Wayne, PA – Embrella Cardiovascular, Inc., a private company developing the next generation of embolic protection devices for use during coronary procedures, today announced the final closing of its Series B financing round, raising a total of $6.7 million in new capital.
The financing was led by BioStar Ventures and the MedFocus Fund who assembled a strong syndicate of investors, including new investments by Edwards Lifesciences Corporation and Hatteras Venture Partners. In conjunction with this closing, Douglas Reed, M.D., General Partner of Hatteras Venture Partners, will join the board of directors of Embrella.
Proceeds of the Series B financing will fund Embrella to key inflection points. “This capital will allow the company to complete the European Clinical trials and submit our results to European Regulatory Authorities with the intent of achieving CE Mark approval,” said Mr. Jeffrey O’Donnell, Embrella’s CEO. “Once this is achieved, we would then be approved to commercialize our device in the EU.”
Embrella Cardiovascular, Inc., is developing an embolic protection device called the Embrella Embolic Deflector. The device is designed to prevent dangerous debris or emboli from entering the brain by deflecting the emboli away from the carotid arteries. These dangerous emboli can cause neurological complications during cardiovascular procedures.

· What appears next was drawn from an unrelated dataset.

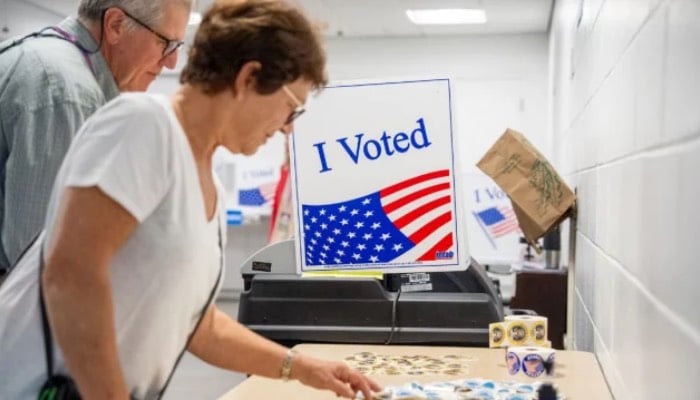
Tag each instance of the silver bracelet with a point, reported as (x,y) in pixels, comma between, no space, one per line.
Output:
(287,364)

The Embrella Embolic Deflector will serve as an adjunctive device to be used in procedures such as the less invasive Transcatheter Aortic Valve Implantation (TAVI) procedure. This technology is currently approved in Europe for high risk patients with severe aortic stenosis. Frequently the aorta contains atheromatous plaque and the valve can be densely calcified. During TAVI, wires, catheters and balloons pass over the aortic arch where they may dislodge debris and calcific particles. Unless deflected from the arteries leading to the head, such debris may embolize to the brain and cause stroke. “The Embrella Deflector is an elegant device that we believe will significantly improve the safety of transcatheter valve replacement procedures,” Dr. Reed commented.